The group

_images/cellgen-it-team.jpg

Our story

Cellular Genetics programme (2015)

The Cellular Genetics programme at the Sanger Institute was created in 2015 by merging with the Computational Genomics programme. In the first two years the programme didn’t have any core facility groups. In 2017 it was decided to create several core facility groups including ours to help the faculty groups do their research.

Early days

In the early days of the programme (the first 2 years) all of the users analysed their data by themselves on the LSF batch compute farm available at the Sanger. This included both computational and non-computational users. Some people had never coded before. This introduced a lot of heterogeneity in the programme data.

Cloud (2017)

In 2017 it was decided by Wellcome Trust to adapt to the modern cloud technologies and to move their compute to the cloud. The Sanger Institute decided to start with having a private OpenStack cloud on premises and gradually move analysis from the LSF farm to the cloud. It created additional challenges for the end users and therefore it was decided to create the Cellular Genetics core facility informatics group which would standardize the analysis and help with transitioning to the cloud.

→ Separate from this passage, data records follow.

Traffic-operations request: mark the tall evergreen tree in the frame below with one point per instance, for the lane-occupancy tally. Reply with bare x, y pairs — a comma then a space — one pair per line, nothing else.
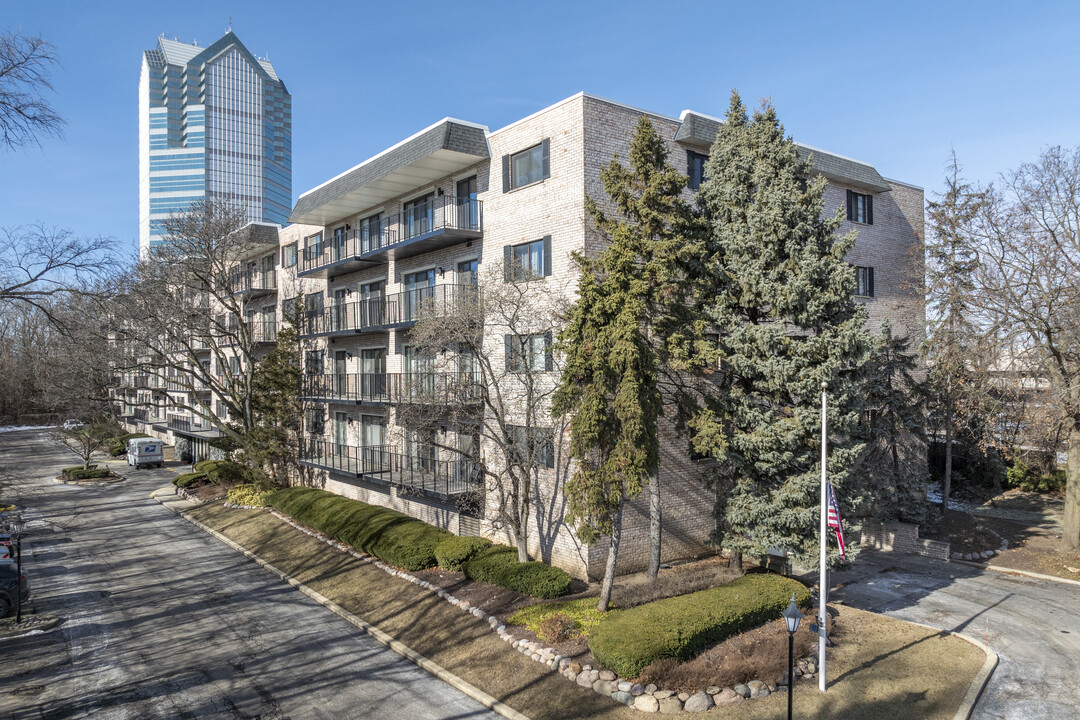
952, 335
610, 385
773, 283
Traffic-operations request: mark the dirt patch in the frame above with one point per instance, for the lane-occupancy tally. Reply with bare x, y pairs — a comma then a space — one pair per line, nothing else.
973, 533
759, 654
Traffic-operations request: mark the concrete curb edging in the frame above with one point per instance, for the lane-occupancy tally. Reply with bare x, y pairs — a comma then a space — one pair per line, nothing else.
982, 678
1013, 571
406, 652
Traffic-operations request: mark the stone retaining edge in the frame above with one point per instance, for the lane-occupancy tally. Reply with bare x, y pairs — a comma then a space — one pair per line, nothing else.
396, 646
1013, 571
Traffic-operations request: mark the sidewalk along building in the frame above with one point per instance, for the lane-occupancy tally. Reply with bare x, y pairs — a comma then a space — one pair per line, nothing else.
424, 225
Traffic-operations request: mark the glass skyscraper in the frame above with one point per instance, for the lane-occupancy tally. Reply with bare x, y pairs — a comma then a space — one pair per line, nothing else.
214, 122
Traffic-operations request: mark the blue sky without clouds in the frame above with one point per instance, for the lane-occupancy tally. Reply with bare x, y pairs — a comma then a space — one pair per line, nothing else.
894, 84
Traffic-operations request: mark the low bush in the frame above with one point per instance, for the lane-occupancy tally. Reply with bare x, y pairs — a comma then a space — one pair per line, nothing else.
498, 565
680, 627
221, 471
392, 537
187, 479
582, 613
453, 552
90, 473
246, 494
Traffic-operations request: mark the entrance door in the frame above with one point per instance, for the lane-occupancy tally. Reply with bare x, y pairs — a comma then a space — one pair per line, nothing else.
373, 375
468, 209
417, 216
340, 317
419, 286
340, 378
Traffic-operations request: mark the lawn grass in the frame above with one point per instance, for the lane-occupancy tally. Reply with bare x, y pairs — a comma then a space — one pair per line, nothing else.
881, 668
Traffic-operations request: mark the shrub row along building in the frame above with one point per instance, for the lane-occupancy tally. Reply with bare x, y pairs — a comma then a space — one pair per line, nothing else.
436, 228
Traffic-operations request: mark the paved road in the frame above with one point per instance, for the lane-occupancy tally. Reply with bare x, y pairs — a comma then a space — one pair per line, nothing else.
162, 621
1034, 625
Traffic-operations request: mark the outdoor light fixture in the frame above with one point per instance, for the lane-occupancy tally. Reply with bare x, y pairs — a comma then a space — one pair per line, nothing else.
792, 617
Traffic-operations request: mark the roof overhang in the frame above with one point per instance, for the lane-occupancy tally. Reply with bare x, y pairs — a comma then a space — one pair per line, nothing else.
698, 132
447, 147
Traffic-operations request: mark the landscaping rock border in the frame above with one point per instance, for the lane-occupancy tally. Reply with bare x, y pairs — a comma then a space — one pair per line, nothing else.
984, 555
646, 698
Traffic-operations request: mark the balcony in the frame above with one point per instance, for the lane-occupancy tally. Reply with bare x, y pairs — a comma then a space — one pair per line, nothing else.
440, 222
427, 389
420, 471
251, 285
389, 311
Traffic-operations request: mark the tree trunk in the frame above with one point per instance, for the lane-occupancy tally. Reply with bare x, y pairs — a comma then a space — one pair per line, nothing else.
947, 480
612, 557
1070, 522
522, 531
655, 525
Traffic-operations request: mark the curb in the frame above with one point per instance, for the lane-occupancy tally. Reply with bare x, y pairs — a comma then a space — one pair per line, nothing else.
406, 652
1012, 571
982, 678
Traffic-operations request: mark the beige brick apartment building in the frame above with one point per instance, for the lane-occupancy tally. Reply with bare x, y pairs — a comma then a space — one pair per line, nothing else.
419, 225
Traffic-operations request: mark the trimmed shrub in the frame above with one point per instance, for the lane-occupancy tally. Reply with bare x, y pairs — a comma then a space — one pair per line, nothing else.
498, 565
680, 627
188, 479
392, 537
221, 471
246, 494
453, 552
91, 473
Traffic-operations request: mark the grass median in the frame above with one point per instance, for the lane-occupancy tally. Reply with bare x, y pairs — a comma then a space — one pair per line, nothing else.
880, 668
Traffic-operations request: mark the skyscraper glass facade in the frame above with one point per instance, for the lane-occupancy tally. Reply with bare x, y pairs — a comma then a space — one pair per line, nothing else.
214, 123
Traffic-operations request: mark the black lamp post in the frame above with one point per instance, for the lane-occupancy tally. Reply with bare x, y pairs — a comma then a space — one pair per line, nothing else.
792, 616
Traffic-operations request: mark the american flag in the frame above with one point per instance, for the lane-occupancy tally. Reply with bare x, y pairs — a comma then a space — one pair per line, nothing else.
834, 521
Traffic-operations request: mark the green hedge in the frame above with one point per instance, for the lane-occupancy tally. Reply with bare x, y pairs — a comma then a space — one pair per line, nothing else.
91, 473
188, 479
683, 626
221, 471
453, 552
392, 537
498, 565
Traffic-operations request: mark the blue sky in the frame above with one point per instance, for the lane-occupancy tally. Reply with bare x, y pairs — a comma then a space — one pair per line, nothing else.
895, 84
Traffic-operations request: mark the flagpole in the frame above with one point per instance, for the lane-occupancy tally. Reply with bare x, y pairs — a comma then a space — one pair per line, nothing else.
823, 580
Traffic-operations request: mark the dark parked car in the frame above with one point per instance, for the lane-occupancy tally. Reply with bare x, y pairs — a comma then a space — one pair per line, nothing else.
9, 581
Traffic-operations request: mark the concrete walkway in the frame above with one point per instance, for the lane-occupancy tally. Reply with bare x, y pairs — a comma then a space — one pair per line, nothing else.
1034, 625
162, 621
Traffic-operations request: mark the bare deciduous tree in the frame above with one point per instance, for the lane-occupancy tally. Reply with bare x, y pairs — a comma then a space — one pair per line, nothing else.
1027, 283
25, 116
503, 399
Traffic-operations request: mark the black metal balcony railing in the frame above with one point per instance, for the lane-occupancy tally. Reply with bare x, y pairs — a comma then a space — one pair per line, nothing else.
419, 469
391, 310
456, 218
436, 389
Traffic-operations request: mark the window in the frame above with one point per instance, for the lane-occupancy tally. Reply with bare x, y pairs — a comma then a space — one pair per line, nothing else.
694, 168
288, 256
315, 420
527, 166
313, 362
528, 352
534, 447
860, 207
864, 282
527, 260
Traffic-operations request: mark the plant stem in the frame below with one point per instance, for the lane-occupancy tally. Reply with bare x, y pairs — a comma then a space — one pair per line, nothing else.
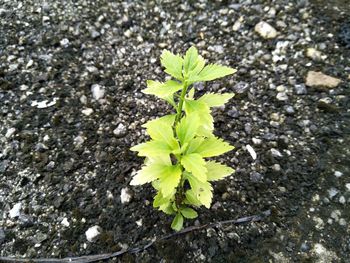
181, 102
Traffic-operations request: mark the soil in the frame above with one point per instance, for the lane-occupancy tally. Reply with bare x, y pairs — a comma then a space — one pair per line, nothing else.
65, 158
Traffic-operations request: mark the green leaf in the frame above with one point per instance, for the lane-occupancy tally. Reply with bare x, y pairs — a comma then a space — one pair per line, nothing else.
190, 94
213, 146
152, 148
187, 128
162, 90
167, 119
191, 198
216, 100
204, 113
190, 59
160, 200
177, 222
173, 64
195, 164
200, 65
217, 171
169, 180
148, 173
188, 213
201, 190
161, 130
194, 144
167, 208
211, 72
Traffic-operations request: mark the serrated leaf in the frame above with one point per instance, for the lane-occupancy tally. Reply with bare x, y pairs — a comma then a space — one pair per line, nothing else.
187, 128
152, 148
201, 190
169, 180
173, 64
148, 173
190, 94
167, 119
177, 222
162, 90
204, 113
188, 213
213, 146
211, 72
167, 208
216, 100
161, 130
217, 171
194, 72
195, 164
194, 144
190, 59
159, 200
191, 198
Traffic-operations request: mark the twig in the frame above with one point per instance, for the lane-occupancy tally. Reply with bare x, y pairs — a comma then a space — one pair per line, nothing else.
94, 258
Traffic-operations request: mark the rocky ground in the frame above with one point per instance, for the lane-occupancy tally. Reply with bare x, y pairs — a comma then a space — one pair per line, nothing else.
70, 79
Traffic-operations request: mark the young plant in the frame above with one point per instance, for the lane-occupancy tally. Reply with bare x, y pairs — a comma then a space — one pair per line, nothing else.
175, 155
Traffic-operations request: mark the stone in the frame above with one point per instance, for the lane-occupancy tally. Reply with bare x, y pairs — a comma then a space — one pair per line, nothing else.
93, 233
241, 88
10, 132
315, 54
2, 235
276, 153
64, 42
120, 131
65, 222
98, 91
348, 186
256, 177
338, 174
125, 195
251, 151
15, 211
342, 200
332, 192
233, 112
300, 89
87, 111
289, 109
281, 96
265, 30
318, 79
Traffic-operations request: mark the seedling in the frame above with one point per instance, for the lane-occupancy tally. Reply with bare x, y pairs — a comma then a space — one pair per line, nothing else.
176, 154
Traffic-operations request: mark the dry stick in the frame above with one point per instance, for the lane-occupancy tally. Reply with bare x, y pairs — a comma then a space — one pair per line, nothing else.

Cellular Genetics Informatics group (2018)

Our group was created in the beginning of 2018 and Vladimir Kiselev started as the head of the group. Stijn van Dongen joined the group in May 2018 and Anton Khodak joined the group in June 2018. Since then, our group has grown extensively and we have developed, implemented and maintained multiple pipelines as well as hosting a JupyterHub openstack instance. There is also alot of communication between members of our team and the faculty to aid in research including developing websites for their research publications

Cellular Genetics Informatics group (2023)

In 2023, Martin Prete took over as team leader.

Our remit

Group

Our team provides efficient access to cutting-edge analysis methods for Cellular Genetics programme at the Sanger Institute, which leads a number of world-class research initiatives including the Human Induced Pluripotent Stem Cell Initiative (HIPSCI) and Human Cell Atlas. Our team’s focus is the development and operation of workflows, tools and infrastructure for data analysis that support the programme’s research goals.

Compute framework

To run our pipelines we use both the LSF compute cluster and OpenStack private cloud solutions. We extensively use Kubernetes to orchestrate pipelines on the cloud. To run the pipelines we use both Nextflow and CWL.

Our GitHub organisation

_images/cellgeni-compute.png

Our vision

When working on our projects and pipelines we follow several important principles.

No duplication of effort

If something has been or can be done by others we will not develop our own tool for this.

Agile

In our work we try use elements of the Agile methodology. We use Jira as our main project management software.

User-oriented

We value our users not only as our customers (we use Jira Service Desk for all of the users’ requests) but also as the most important source of ideas and feedback. Anyone can either email us on cellgeni [at] sanger.ac.uk or talk to us in the Cellular Genetics Slack workspace (Sanger users can login using their Sanger credentials).

Feedback

We also have monthly meetings with faculty group’s representatives and weekly coffee standups where anyone can come, comment on our work, feedback or ask us any question.